For many years, the thought of IoT helping our everyday lives was a distant dream. Now, IoT is being used to ensure the safety of COVID-19 vaccines as the world gets vaccinated. Quadrant Health highlights the importance of technology in healthcare.
Internet of Things (IoT) is being used at Aintree Primary Care Network (PCN) to ensure the storage of vaccines. The technology uses remote sensors in the refrigeration units.
Monitoring the temperatures remotely guarantees that the vaccine is kept at the correct temperature. Removing the possibility of human error greatly reduces the number of wasted vaccines each year.
Half of vaccines globally are wasted according to WHO
As it currently stands, approximately 50% of vaccines are wasted around the world. Naturally, this differs country by country and normally does not affect the supply chain and the administrating process due to the substantial amounts available. This is according to the World Health Organisation.
However, the C19 vaccine is in high demand and low supply, so technology can help mitigate the number of wasted vaccines.
The system has given us great peace of mind
Data on discarded C19 vaccines isn’t widely available. So, it is hard to track the progress that IoT is having on reducing wastage. Although, in April 2021, French Minister of Health Olivier Veran announced that 5% of AstraZeneca, 20% of Moderna, and 7% of Pfizer vaccines currently go to waste in France.
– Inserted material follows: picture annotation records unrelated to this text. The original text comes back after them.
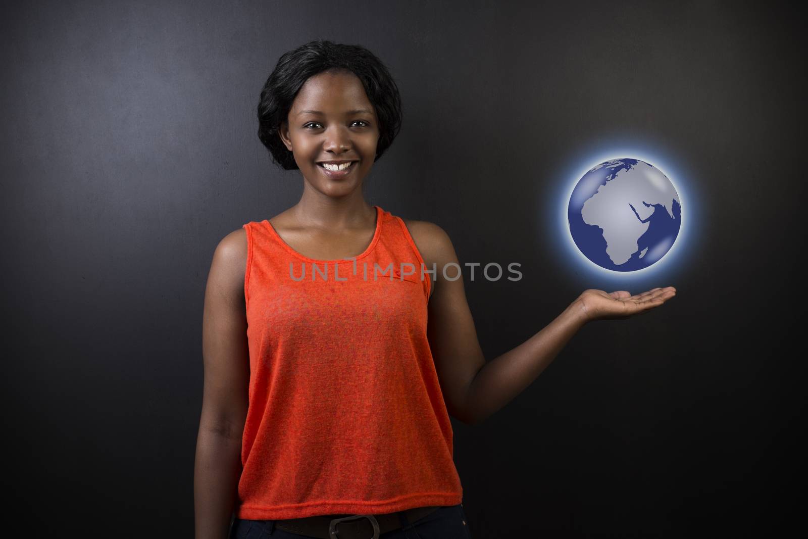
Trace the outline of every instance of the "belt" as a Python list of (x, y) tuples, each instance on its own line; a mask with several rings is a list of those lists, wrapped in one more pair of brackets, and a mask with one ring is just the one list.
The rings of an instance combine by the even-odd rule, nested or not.
[(439, 505), (415, 507), (382, 515), (317, 515), (276, 520), (275, 527), (290, 533), (321, 539), (378, 539), (381, 533), (398, 529), (403, 525), (401, 515), (406, 517), (408, 524), (411, 524), (440, 507)]

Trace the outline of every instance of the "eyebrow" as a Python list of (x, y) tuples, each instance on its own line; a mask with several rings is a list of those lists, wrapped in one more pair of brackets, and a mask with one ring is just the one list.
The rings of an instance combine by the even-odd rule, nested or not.
[[(372, 111), (368, 111), (366, 108), (355, 108), (352, 111), (347, 111), (346, 112), (346, 114), (347, 114), (347, 115), (359, 114), (360, 112), (364, 112), (365, 114), (372, 114), (373, 113)], [(309, 111), (309, 110), (306, 110), (306, 111), (301, 111), (300, 112), (298, 112), (297, 114), (297, 116), (300, 116), (301, 114), (323, 114), (323, 112), (322, 112), (322, 111)]]

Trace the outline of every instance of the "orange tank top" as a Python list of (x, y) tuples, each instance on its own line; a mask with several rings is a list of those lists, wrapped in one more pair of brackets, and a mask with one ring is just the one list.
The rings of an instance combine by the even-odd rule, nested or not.
[(242, 227), (250, 404), (238, 518), (462, 501), (427, 340), (421, 270), (433, 268), (404, 221), (374, 207), (373, 238), (349, 259), (303, 256), (266, 219)]

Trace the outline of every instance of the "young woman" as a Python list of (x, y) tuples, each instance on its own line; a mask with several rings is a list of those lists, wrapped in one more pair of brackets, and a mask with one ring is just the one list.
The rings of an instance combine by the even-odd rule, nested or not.
[(213, 255), (196, 537), (469, 537), (449, 415), (484, 419), (584, 323), (647, 312), (675, 290), (586, 290), (486, 363), (447, 234), (364, 200), (401, 124), (378, 58), (306, 44), (280, 57), (258, 112), (259, 137), (301, 171), (303, 194)]

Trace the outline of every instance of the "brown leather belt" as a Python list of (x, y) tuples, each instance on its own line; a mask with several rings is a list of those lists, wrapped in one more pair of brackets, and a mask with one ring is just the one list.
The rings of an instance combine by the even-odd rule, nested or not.
[(320, 539), (378, 539), (381, 534), (402, 527), (399, 513), (404, 513), (406, 521), (412, 524), (440, 507), (440, 505), (415, 507), (382, 515), (317, 515), (276, 520), (275, 527)]

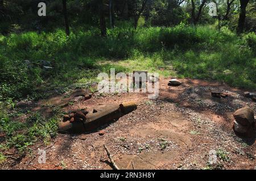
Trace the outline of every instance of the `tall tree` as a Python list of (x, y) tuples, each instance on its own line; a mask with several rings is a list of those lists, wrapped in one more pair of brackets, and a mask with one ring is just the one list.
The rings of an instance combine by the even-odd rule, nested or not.
[(109, 20), (110, 23), (110, 27), (112, 28), (114, 25), (114, 5), (113, 0), (109, 0)]
[(224, 20), (228, 20), (229, 19), (229, 13), (230, 12), (231, 5), (233, 4), (235, 0), (228, 0), (226, 1), (226, 14), (223, 17)]
[(100, 25), (101, 27), (101, 36), (105, 37), (106, 36), (106, 28), (102, 0), (98, 0), (98, 7), (100, 11)]
[(137, 11), (137, 12), (135, 12), (135, 15), (134, 16), (134, 28), (135, 29), (138, 26), (138, 20), (139, 20), (139, 17), (145, 9), (146, 5), (147, 4), (147, 1), (148, 0), (142, 0), (141, 8), (139, 8), (138, 11)]
[(207, 0), (200, 1), (200, 5), (198, 9), (197, 13), (196, 13), (196, 4), (195, 0), (191, 0), (192, 9), (191, 9), (191, 16), (192, 19), (192, 22), (193, 24), (196, 24), (199, 21), (201, 13), (203, 10), (203, 8), (206, 5)]
[(67, 13), (67, 1), (62, 0), (62, 5), (63, 7), (63, 15), (65, 20), (65, 28), (67, 36), (69, 36), (69, 25), (68, 24), (68, 14)]
[(239, 14), (238, 25), (237, 26), (237, 33), (241, 33), (245, 27), (245, 18), (246, 17), (246, 7), (250, 0), (240, 1), (240, 13)]

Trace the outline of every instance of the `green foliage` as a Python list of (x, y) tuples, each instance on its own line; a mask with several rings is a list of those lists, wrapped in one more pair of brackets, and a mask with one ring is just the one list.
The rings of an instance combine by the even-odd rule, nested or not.
[(2, 164), (3, 163), (6, 158), (5, 158), (5, 155), (0, 152), (0, 164)]
[[(46, 92), (85, 83), (97, 73), (109, 71), (113, 64), (97, 64), (106, 59), (131, 64), (129, 68), (122, 63), (115, 65), (117, 71), (141, 66), (164, 75), (175, 71), (180, 77), (256, 87), (254, 33), (238, 37), (225, 27), (218, 31), (183, 23), (172, 28), (136, 30), (130, 24), (121, 27), (109, 29), (106, 38), (100, 37), (99, 30), (92, 27), (77, 29), (69, 37), (61, 30), (1, 36), (0, 100), (38, 99), (47, 96)], [(53, 68), (46, 70), (40, 60), (50, 62)], [(159, 71), (163, 69), (166, 70)]]
[(219, 149), (216, 151), (217, 156), (225, 162), (230, 161), (230, 158), (228, 156), (229, 153), (222, 149)]
[(32, 113), (26, 122), (19, 122), (13, 120), (2, 111), (0, 113), (0, 132), (6, 135), (6, 147), (14, 147), (20, 154), (27, 151), (28, 146), (36, 141), (47, 143), (57, 133), (59, 121), (54, 117), (46, 120), (36, 112)]

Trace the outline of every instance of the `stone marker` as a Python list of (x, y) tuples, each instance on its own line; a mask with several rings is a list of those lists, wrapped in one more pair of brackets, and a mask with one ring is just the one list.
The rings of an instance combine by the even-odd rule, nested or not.
[(243, 125), (247, 126), (254, 123), (254, 113), (253, 109), (249, 107), (237, 110), (233, 116), (236, 120)]
[(104, 131), (104, 130), (101, 130), (101, 131), (98, 132), (98, 135), (100, 135), (100, 136), (102, 136), (102, 135), (104, 135), (105, 133), (106, 133), (106, 132), (105, 132), (105, 131)]
[(221, 92), (218, 91), (212, 91), (210, 92), (210, 95), (212, 95), (212, 97), (220, 98), (221, 93)]
[(179, 86), (181, 83), (182, 83), (182, 82), (180, 82), (180, 81), (176, 79), (176, 78), (174, 78), (174, 79), (171, 79), (169, 81), (168, 85), (169, 86), (175, 86), (175, 86)]
[(244, 107), (237, 110), (233, 116), (234, 131), (243, 136), (249, 136), (255, 127), (255, 119), (253, 110), (249, 107)]
[(66, 119), (65, 116), (59, 124), (59, 131), (61, 132), (76, 133), (92, 131), (105, 124), (117, 120), (123, 115), (136, 108), (135, 103), (126, 102), (120, 105), (100, 105), (94, 108), (97, 112), (88, 113), (86, 115), (79, 110), (69, 115), (69, 117), (71, 117), (69, 120), (64, 121)]

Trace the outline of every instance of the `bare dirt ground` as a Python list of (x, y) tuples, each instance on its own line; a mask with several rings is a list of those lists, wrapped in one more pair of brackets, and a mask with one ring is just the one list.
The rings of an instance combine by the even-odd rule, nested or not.
[[(243, 96), (244, 90), (191, 79), (180, 79), (181, 85), (171, 87), (169, 80), (160, 78), (155, 100), (148, 99), (146, 93), (96, 92), (89, 99), (68, 105), (64, 111), (135, 101), (138, 108), (94, 132), (59, 134), (48, 146), (34, 145), (31, 154), (3, 168), (112, 169), (105, 144), (122, 169), (254, 169), (255, 136), (240, 137), (232, 129), (234, 111), (245, 106), (256, 110), (255, 102)], [(229, 95), (214, 98), (211, 90)], [(101, 130), (105, 132), (103, 136), (98, 134)], [(38, 148), (46, 151), (45, 164), (38, 163)], [(219, 154), (217, 163), (209, 166), (211, 150)]]

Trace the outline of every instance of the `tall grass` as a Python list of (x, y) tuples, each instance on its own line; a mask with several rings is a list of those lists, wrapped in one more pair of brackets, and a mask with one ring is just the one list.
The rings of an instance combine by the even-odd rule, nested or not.
[[(36, 98), (46, 90), (86, 81), (110, 66), (98, 62), (109, 60), (122, 60), (123, 67), (114, 64), (119, 71), (129, 70), (122, 62), (155, 71), (166, 68), (166, 75), (170, 71), (256, 89), (254, 33), (238, 37), (225, 27), (219, 31), (180, 24), (137, 30), (124, 26), (108, 30), (106, 37), (98, 35), (98, 29), (90, 28), (75, 30), (69, 37), (62, 30), (1, 36), (0, 99)], [(53, 69), (46, 71), (39, 60), (50, 61)]]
Over one million COVID vaccines were wasted in France alone
At this time, it means that 1.25 million doses of the vaccine were thrown away. The PCN, which consists of four GP practices and serves 38,000 residents, acknowledged that IoT would be the best way to mitigate this issue.
Sharon Poll, manager at Aintree PCN, explained: “We wanted to limit the risk of something going wrong, and the risk of wastage, as much as possible. We were manually recording temperatures twice daily, though the gold standard is to monitor temperatures continually,”
It can make a call or send a text out of hours, and at weekends to key-holders, which is an amazing use of technology and hugely welcome
Moving forward, the hope is that there will be a further rollout of IoT services across healthcare settings. It is essential in reducing waste, reducing costs and having a reduced impact that medical waste has on the environment.
The NHS handles 6.3% of emissions in England and 5% of total air pollution. Destroying medical waste is a huge part of this contribution. The use of IoT has a role to play in reducing these levels of emissions.